Oddly, for a technology start-up, the upcoming social music app wahwah.fm was inspired by technology that debuted over twenty years ago.
“Remember the first Sony Walkmans?” asks Philipp Eibach, the founder and CEO of Berlin-based wahwah.fm, a free mobile app set to launch in June. “They had two audio jacks, so you could plug in two headphones at once and listen to music together on the go. It wasn’t very convenient because the wires restricted the movements, but the idea behind it was pretty cool: sharing music while staying mobile.”
Wahwah.fm duplicates that concept in wireless form, with an app that allows for multiple users to listen to the same personalized radio stations from wherever they are. To create a station, you’ll simply choose some songs stored on your iPhone to create a station playlist and start listening/broadcasting. Eibach says the app is designed to help people connect with each other by listening to the same music at the same time in a Walkman-like portable setting, with a text chat function that lets them talk about the music.
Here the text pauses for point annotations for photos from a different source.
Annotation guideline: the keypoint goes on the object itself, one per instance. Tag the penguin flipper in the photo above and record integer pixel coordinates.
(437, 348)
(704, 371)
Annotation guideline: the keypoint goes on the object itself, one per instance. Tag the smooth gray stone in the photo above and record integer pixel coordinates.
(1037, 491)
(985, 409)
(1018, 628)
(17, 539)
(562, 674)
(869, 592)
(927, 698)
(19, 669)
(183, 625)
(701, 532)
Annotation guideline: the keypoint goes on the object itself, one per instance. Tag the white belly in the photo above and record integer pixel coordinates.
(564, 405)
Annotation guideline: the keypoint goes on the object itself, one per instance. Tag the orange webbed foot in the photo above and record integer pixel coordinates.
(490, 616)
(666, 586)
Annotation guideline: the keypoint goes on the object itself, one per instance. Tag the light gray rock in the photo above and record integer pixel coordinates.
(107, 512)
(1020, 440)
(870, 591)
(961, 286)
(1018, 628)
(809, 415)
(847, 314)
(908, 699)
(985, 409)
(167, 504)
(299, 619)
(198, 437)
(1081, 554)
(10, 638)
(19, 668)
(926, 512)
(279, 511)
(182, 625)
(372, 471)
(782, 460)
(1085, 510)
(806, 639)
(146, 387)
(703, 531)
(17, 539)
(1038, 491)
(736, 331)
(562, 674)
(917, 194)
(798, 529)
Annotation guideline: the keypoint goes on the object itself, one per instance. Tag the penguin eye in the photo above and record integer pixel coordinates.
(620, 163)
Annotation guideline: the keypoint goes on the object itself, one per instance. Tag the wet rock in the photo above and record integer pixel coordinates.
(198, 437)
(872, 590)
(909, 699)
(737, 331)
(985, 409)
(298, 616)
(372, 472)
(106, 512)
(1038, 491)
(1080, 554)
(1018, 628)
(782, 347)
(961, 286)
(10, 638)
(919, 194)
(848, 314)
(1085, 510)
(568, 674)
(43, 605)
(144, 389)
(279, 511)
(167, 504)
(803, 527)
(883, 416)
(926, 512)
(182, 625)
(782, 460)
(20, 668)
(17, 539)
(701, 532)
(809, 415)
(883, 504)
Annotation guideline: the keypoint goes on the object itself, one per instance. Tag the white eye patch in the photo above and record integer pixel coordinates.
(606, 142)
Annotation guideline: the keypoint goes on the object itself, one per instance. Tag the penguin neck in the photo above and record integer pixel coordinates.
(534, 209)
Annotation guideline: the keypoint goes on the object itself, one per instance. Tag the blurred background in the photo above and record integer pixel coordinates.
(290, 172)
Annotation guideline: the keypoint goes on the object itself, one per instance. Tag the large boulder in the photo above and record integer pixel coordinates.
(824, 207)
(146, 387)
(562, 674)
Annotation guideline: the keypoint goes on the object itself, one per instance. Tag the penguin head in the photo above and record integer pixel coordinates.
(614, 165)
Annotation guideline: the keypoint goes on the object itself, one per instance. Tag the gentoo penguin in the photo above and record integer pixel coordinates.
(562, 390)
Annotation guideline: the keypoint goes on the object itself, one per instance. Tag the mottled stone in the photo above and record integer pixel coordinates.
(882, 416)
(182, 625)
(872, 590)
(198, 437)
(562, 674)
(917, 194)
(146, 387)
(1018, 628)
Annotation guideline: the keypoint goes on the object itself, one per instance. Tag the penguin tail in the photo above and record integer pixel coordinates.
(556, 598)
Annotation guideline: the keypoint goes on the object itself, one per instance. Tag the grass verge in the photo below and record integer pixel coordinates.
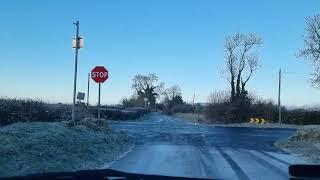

In addition, you can listen by location.
“People listen to other music in Austin than they do in Berlin or New York,” he says. “You can check in and discover music that way by tapping into a city’s tastes. There’s a sort of serendipity that comes from patterns of movement, and who’s listening to what where.”
To keep things simple, wahwah.fm plans to limit station sharing to your friend list, or the twenty other listeners nearest your location. That way, Eibach says, users will be more likely to have real interactions around the music they’re listening to.
“Wahwah is about music recommendation,” he explained. “If you like a song that you hear on someone else’s station, you can bookmark it and use the wahwah.fm website to purchase the song or album it’s on. [That feature] is sort of like a diary: a shelf for all the stuff that you collect during the day.”
In addition to building a network with your friends and following other wahwah.fm users in your area, you can also tune into a random station by clicking on a “Listen Now” button. This takes you to a nearby user’s station with the musical taste most similar to your own.
The app has a web-based doppelgänger in Songza, which also touts itself as a personalized, sharable radio station, and shares the ability to listen to people’s stations based on their location with the mobile app Soundtrckr. The main difference here is that users on wahwah.fm listen to stations at the same time, sort of like traditional radio.
This means means no song skipping, but for Eiback, the trade-off is worth it. Listening synchronicity means that when wahwah.fm users text each other within the app, they can talk about what they’re listening to at that moment. Users can also recommend stations to each other.
“It’s this feeling of togetherness and feeling connected to somebody else musically that we’re trying to bring to our users,” Eibach says. “We’re don’t want to reinvent social networking, but [it] is an effective means of discovering new music.”
We saw wahwah.fm in action, and it was operational, although the app won’t be ready for official release until June.